Just about everyone has heard about the Slender Man case. In 2014, two 12-year old girls lured a classmate into a secluded wooded area near their Wisconsin homes, where they stabbed her 19 times and left her for dead. The attempted murder was clearly premeditated and, as the case unfolded, appeared to be triggered by a shared delusion that sacrificing their classmate was necessary to please Slender Man, a fictional supernatural character and internet legend who reportedly abducted and murdered children. Killing a classmate, these two girls came to believe, would serve two purposes; it would protect their families from Slender Man and allow them to become his servants.
Understandably, when this case broke, there was questions about the role of social media in adversely influencing the minds of budding teens. Did these two social misfits gradually substitute their bland and mundane reality for the vivid fantasy of the virtual world? Was there a point in which their engagement in social media was so excessive that it overshadowed their ability to put what they were seeing into perspective?
Subsequent psychological evaluations suggested the answer was much more complicated. Forensic evaluators found both girls were mentally ill; one of the girls, Morgan Geyser, was diagnosed with schizophrenia shortly after her arrest. The other, Anissa Weir, had apparently developed a shared delusional disorder in which she took on the psychotic symptoms of her friend; her mental health symptoms significantly approved after the two were separated.
In fact, two facts quickly became apparent. First, the girls developed a disorder that appeared long before the internet. Shared delusional disorder is a rare disorder that tends to occur between two people where the dominant person has a serious mental illness, the other one is passive, and the two have extremely close emotional bonds but otherwise are socially isolated.
Second, Anissa and Morgan were not like most other kids under the age of 14 who kill.
How Common Are Young Murderers?
It is rare for a child under the age of 14 to kill someone; approximately 74 children a year do so in the United States. This is less than 1% of all homicide perpetrators. The vast majority (90%) are boys between the ages of 11 and 14 and, about 75% of the time, they kill someone older. Guns are most often the weapon of choice—60% of the time.

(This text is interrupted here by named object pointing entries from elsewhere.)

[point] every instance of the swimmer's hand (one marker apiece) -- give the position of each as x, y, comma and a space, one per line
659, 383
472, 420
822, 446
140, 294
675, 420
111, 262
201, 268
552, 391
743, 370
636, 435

When researchers looked at 146 murders by kids under 14 between 2005 and 2012, most child murder cases fell into one of five categories:
These statistics highlight many unique aspects of the Slender Man case. The fact that this attack was carried out by two girls is exceedingly rare, as was their chosen victim. Also, contrary to the Slender Man case, most murders by young children aren’t planned; instead, they are born out of anger, frustration, or interpersonal conflict. What child murders do illustrate, however, is how important, and difficult, it is for adults to differentiate between an acceptable level of responsibility and too much, between normal fantasy and unhealthy obsession, and between healthy peer relationships versus destructive ones.
The Bottom Line
When a child kills, everyone suffers. The often-beloved victim is lost and the perpetrator may spend his or her entire life in prison. This double tragedy provides us with strong motivation to do what we can to prevent these murders from occurring. Recent child homicide perpetrator statistics suggests there are things we can do to decrease the odds; for example, by thinking twice before making a child under the age of 15 a regular caretaker of a sibling under the age of two and restricting our children’s access to firearms. Young teenagers often don’t have as much ability to control their actions in the heat of the moment; what might be a fistfight can wind up a fatality if s/he can grab a gun.

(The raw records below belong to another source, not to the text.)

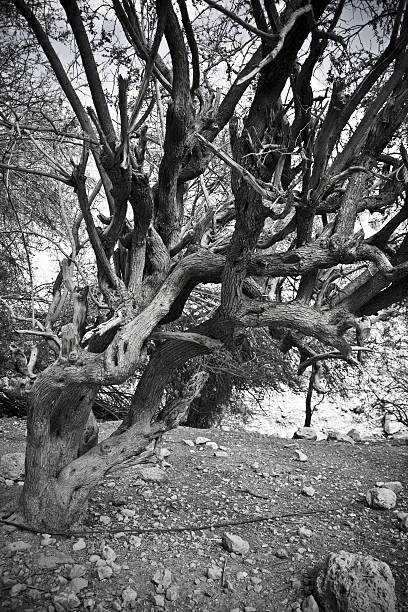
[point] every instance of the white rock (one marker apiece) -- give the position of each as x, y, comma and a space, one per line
188, 442
235, 544
201, 440
300, 456
356, 583
382, 498
12, 465
129, 597
309, 604
17, 546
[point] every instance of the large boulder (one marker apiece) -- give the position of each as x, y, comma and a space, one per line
305, 433
354, 434
12, 465
351, 582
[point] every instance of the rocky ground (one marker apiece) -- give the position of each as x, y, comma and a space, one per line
147, 545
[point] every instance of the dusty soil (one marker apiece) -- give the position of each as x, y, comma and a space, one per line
258, 478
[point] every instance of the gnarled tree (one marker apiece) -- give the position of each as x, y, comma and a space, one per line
314, 145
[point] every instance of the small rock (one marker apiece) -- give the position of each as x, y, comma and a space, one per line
162, 578
188, 442
309, 491
309, 604
356, 582
152, 474
282, 553
304, 532
394, 485
382, 498
201, 440
355, 435
305, 433
108, 553
128, 512
337, 436
300, 456
172, 593
79, 545
390, 425
16, 589
403, 521
12, 465
235, 544
51, 561
104, 572
135, 541
242, 575
77, 571
129, 597
77, 584
18, 546
158, 600
214, 573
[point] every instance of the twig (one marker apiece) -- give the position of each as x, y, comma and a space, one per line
205, 526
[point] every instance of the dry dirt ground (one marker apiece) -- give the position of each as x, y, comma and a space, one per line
259, 477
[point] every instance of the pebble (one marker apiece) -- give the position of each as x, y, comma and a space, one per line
214, 573
80, 544
108, 553
309, 491
77, 571
77, 584
105, 572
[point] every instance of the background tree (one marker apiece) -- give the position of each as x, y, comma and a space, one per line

It takes a resourceful village to raise a well-adjusted child and some communities are struggling just to survive. It also takes a healthy mind to resist unhealthy influences. As parents, we won’t always know what our child is thinking and feeling. But we can take our child’s mental health just as seriously as his/her physical health, pay attention to sudden changes in our child’s behavior, stay up to date on the normal range of teen behavior, and use teachers and pediatricians as sounding boards and secondary sources of information. And, of course, keep our fingers crossed.